Sicuro che quello che scrivi viene letto?
Mandare mail, compilare report o redigere testi comporta tempo, fatica e costi. Soprattutto se lo facciamo per lavoro. Ecco perché è bene che i nostri interlocutori recepiscano e poi capiscano bene il nostro messaggio.
Alessandra Colonna
Managing Partner - Bridge Partners®Nietzsche l’aveva capito già quasi un secolo e mezzo fa: “Si impara prima a scrivere in modo grandioso che a scrivere in modo lieve e semplice”. Per riconoscere chi maneggia davvero bene una penna “basta” verificare se il risultato finale è fluido e lineare.
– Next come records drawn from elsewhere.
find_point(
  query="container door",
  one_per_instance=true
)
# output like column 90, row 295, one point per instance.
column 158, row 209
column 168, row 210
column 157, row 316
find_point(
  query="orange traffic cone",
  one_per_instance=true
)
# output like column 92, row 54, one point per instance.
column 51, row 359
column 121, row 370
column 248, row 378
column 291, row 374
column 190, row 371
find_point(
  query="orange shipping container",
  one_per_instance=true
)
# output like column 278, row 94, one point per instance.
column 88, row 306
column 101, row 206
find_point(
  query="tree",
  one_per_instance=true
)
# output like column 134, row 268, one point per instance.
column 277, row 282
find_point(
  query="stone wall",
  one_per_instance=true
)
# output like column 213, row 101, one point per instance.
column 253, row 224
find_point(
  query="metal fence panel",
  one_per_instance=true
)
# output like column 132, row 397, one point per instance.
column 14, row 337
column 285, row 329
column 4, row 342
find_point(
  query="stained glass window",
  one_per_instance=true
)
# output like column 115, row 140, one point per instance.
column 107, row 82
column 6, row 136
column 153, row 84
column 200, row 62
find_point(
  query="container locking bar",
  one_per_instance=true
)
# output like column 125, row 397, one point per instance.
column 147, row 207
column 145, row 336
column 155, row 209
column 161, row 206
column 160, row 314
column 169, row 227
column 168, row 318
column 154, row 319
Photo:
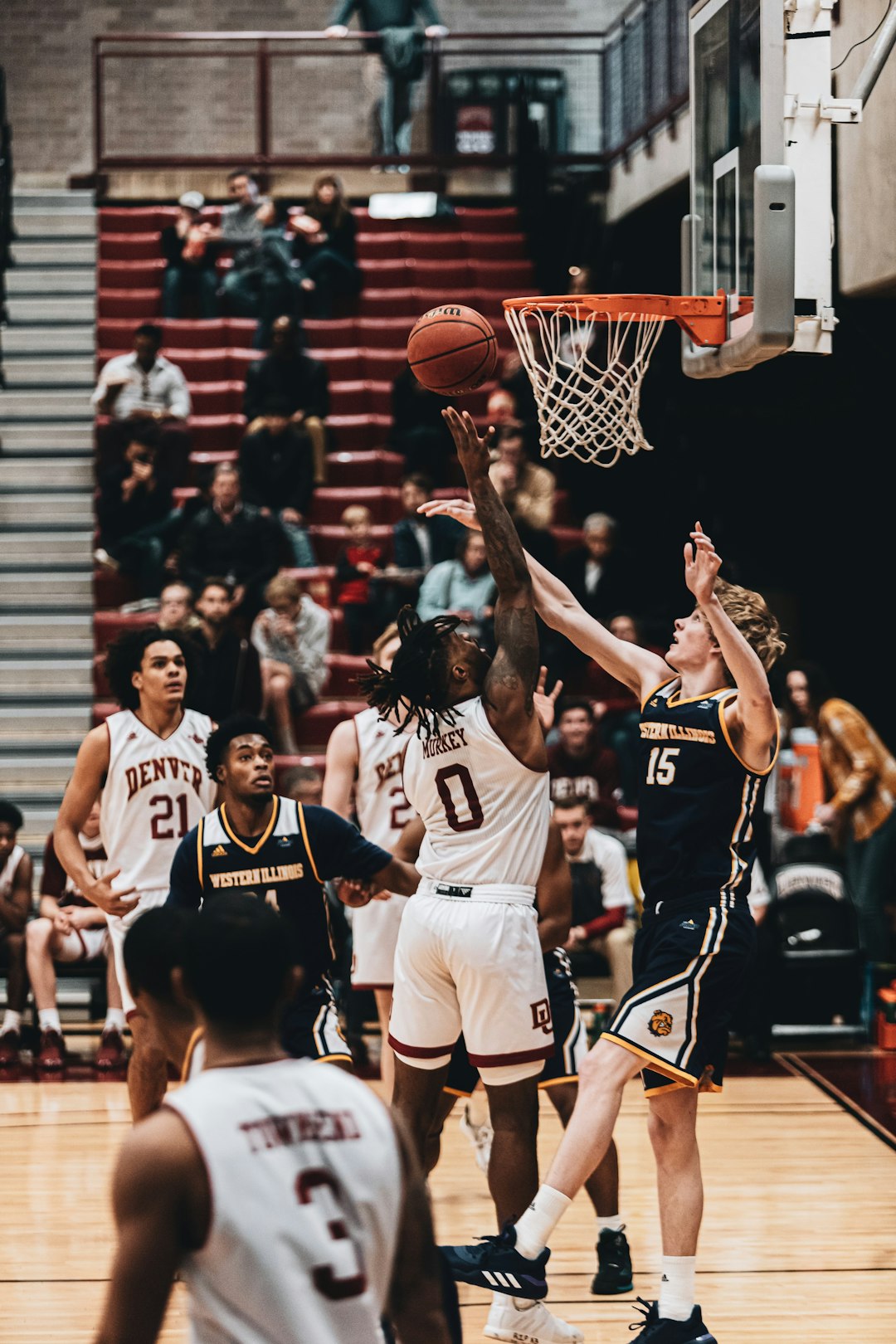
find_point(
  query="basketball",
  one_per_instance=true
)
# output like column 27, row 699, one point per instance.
column 453, row 350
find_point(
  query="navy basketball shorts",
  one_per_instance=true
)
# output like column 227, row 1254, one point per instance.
column 309, row 1027
column 689, row 965
column 570, row 1042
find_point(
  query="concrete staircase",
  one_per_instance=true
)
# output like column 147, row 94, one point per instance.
column 46, row 503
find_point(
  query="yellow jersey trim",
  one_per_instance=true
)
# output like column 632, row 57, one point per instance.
column 262, row 839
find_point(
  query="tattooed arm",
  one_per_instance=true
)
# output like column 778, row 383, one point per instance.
column 509, row 686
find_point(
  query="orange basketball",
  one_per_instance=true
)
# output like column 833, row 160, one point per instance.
column 453, row 350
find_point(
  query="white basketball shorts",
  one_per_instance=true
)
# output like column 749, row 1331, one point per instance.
column 373, row 938
column 472, row 964
column 119, row 926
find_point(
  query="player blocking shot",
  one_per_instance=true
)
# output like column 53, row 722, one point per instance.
column 707, row 745
column 281, row 1191
column 282, row 851
column 149, row 762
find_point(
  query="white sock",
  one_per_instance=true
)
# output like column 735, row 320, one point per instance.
column 539, row 1220
column 677, row 1287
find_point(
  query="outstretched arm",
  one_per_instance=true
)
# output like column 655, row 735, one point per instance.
column 752, row 719
column 635, row 667
column 509, row 686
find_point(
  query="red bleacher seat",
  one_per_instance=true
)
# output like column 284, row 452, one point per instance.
column 377, row 468
column 329, row 502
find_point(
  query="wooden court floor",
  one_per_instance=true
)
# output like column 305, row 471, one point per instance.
column 798, row 1242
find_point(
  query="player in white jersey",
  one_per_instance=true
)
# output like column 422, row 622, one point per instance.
column 364, row 754
column 149, row 761
column 280, row 1188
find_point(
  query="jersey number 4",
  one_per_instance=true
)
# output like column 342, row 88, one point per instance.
column 661, row 767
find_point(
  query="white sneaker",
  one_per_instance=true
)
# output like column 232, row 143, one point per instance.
column 531, row 1326
column 481, row 1138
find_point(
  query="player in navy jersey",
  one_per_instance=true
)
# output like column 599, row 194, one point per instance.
column 282, row 851
column 709, row 739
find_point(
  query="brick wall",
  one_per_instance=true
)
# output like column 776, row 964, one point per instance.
column 46, row 50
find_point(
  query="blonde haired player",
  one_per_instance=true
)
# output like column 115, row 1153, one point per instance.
column 149, row 761
column 364, row 753
column 709, row 741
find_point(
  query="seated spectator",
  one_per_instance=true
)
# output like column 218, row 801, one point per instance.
column 190, row 270
column 232, row 539
column 462, row 587
column 527, row 491
column 176, row 608
column 278, row 474
column 296, row 378
column 292, row 639
column 17, row 878
column 69, row 928
column 418, row 431
column 137, row 518
column 359, row 558
column 581, row 767
column 140, row 390
column 304, row 784
column 324, row 246
column 602, row 903
column 231, row 679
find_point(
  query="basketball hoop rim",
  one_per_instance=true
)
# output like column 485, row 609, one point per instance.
column 702, row 316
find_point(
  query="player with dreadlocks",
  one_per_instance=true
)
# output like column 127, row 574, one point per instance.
column 468, row 957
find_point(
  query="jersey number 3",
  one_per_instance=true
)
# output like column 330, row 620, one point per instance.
column 661, row 767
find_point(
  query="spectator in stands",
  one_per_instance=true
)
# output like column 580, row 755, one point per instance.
column 581, row 767
column 17, row 878
column 148, row 388
column 527, row 491
column 232, row 539
column 137, row 518
column 324, row 246
column 292, row 639
column 860, row 812
column 231, row 678
column 190, row 269
column 462, row 587
column 176, row 608
column 278, row 474
column 602, row 902
column 401, row 56
column 301, row 382
column 418, row 429
column 358, row 561
column 304, row 784
column 69, row 928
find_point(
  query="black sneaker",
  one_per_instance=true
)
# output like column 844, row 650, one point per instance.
column 614, row 1265
column 661, row 1329
column 494, row 1264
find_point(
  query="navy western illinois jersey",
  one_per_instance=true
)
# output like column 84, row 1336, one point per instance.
column 696, row 801
column 301, row 849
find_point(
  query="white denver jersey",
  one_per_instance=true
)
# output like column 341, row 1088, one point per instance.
column 379, row 795
column 486, row 815
column 306, row 1187
column 156, row 791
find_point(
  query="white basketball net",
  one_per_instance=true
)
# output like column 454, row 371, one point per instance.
column 586, row 371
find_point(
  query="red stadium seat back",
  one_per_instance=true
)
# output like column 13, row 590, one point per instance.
column 373, row 468
column 329, row 502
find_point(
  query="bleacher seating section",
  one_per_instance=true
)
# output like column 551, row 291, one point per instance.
column 479, row 257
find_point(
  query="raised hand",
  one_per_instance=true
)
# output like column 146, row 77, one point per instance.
column 702, row 565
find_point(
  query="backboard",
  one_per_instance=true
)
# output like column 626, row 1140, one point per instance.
column 761, row 178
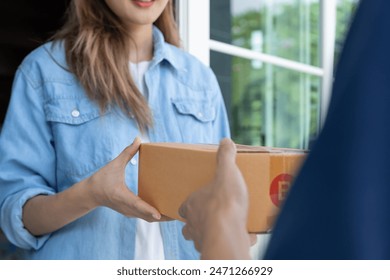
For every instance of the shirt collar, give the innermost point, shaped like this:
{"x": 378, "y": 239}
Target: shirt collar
{"x": 162, "y": 50}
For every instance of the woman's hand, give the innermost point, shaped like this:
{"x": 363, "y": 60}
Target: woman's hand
{"x": 108, "y": 188}
{"x": 44, "y": 214}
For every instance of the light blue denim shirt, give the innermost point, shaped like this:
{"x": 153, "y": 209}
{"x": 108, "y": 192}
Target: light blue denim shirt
{"x": 54, "y": 136}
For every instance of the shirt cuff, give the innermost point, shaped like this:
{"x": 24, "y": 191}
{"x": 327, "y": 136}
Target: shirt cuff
{"x": 12, "y": 224}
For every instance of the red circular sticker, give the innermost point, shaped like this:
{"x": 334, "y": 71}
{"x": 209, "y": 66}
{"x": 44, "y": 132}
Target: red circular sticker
{"x": 279, "y": 188}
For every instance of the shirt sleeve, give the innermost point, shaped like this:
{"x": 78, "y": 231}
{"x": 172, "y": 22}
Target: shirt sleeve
{"x": 221, "y": 121}
{"x": 27, "y": 159}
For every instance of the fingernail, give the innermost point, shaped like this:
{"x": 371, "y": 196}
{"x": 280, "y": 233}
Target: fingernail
{"x": 136, "y": 140}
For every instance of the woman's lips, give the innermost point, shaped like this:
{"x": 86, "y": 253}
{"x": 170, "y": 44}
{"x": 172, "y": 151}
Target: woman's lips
{"x": 143, "y": 3}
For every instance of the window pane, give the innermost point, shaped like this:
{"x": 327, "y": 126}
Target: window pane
{"x": 345, "y": 12}
{"x": 268, "y": 105}
{"x": 285, "y": 28}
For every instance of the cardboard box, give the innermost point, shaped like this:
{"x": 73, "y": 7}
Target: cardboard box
{"x": 170, "y": 172}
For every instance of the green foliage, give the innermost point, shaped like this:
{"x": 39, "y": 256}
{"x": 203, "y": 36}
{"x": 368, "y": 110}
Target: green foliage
{"x": 270, "y": 105}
Alla faccia di chi crede ancora che scrivere in modo altisonante sia sinonimo di cultura e grande preparazione alle spalle! O di chi confonde la semplicità con la banalità e con la sciatteria. Un conto infatti è l’italiano corretto; un conto quello che Francesco Sabatini ha definito “l’e-taliano”, ovvero l’italiano neo-popolare, che ne è la sua involuzione. Ogni giorno tutti noi ne siamo testimoni, attivi o passivi a seconda, sul Web o sui social, WhatsApp, in primis. Ma l’importanza della semplicità nella scrittura non è funzionale solo a “testare” l’erudizione di qualcuno. È fondamentale per farsi leggere.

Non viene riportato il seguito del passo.